Project Proposal
I have been trying to incorporate digital pedagogy into the MUS 240, MUS 241, MUS 342 music history sequence for a while. Students are required to keep a listening journal, study selected scores, view selected operas, and read sources beyond the textbook. I believe that there are opportunities to make some or all of this more valuable through digital pedagogy. I would like to find an application or program which would support the listening journal so that I could see the student comment on a piece and the specific place in the piece at the same time—that students could actually point to sounds and sections of a piece digitally and make comments that would be connected to that place in the music.
These courses use a great deal of visual and video imagery that could better be utilized if students had access to it outside of the classroom. Currently I show these in class, but I would like to offer them before and after class, too.
Studying scores has always been a process of sitting around the table with too few scores to share and follow. There is a value to learning to follow a score but I think that digital scores might have a benefit to beginner score readers who can be instructed/guided in score study if I could point out important events in the music with some sort of real time markers.

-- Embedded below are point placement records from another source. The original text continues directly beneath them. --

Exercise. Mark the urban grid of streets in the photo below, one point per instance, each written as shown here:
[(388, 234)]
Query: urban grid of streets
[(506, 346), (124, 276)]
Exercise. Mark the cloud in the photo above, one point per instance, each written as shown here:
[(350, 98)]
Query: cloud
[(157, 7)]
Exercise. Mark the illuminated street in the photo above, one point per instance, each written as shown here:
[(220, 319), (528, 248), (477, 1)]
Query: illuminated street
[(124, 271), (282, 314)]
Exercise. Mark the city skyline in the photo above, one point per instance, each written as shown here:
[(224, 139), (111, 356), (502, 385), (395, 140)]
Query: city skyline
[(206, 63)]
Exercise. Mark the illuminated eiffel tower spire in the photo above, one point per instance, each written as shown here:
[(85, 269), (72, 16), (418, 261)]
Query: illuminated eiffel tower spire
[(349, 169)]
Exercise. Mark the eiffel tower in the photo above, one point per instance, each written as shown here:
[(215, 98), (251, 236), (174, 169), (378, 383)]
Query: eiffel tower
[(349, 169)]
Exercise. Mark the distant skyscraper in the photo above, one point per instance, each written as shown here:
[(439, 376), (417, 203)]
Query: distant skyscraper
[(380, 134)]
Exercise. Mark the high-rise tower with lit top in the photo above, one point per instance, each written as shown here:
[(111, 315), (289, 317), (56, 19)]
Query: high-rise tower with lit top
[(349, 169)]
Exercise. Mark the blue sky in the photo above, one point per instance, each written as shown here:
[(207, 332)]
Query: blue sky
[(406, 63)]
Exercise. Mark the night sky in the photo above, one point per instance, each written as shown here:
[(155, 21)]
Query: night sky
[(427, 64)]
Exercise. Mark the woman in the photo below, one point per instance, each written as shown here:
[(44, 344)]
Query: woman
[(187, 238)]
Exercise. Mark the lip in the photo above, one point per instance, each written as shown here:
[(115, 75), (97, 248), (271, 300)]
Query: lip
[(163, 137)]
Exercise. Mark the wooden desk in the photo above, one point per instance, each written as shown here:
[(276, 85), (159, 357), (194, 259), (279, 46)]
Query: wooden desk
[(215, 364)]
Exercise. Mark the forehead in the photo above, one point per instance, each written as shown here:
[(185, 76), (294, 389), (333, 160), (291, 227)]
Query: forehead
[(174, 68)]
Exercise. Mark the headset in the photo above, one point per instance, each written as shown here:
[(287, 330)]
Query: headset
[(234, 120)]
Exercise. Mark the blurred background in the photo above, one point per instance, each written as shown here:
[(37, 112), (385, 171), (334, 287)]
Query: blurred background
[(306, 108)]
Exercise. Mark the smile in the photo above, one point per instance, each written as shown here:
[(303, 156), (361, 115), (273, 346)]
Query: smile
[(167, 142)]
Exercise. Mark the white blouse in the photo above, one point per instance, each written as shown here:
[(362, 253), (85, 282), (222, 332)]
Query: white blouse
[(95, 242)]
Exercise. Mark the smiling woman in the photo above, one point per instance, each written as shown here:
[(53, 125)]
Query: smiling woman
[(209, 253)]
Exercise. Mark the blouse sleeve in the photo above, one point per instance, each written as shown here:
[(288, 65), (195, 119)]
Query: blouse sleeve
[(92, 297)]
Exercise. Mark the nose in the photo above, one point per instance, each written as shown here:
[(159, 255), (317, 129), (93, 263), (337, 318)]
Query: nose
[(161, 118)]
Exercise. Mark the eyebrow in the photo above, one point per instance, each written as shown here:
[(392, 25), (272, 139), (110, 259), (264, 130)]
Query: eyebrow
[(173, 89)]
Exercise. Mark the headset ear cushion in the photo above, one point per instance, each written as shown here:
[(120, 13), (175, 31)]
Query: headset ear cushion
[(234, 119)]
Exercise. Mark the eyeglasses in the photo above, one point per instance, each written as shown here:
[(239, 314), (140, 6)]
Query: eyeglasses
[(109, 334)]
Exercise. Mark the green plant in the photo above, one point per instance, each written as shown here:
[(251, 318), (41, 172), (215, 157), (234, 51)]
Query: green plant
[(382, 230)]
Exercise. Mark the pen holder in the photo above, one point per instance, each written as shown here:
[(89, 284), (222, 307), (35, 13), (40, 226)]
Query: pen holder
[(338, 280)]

Outside reading could also benefit from using wikis so that students could make comments on the reading, respond to others’ comments, I could moderate, etc. before we talk in class.
Additional Funding
The classroom in which I teach, CH 106, has an old and borrowed video projector, but it is on its last leg. We are also just projecting on the wall. I would propose to get:
- Video Projector – $1000 (estimate, could be less)
- Screen – $150
MUS 240 and 241 are taught every year and MUS 342 is taught every other year. I believe that this equipment and the support for learning to use digital pedagogy in these courses would produce a great benefit to students in an ongoing way. And methods I learn in these core courses would be useful in teaching the music appreciation courses as well, since we use many of the same methods in those courses, just on a smaller scale.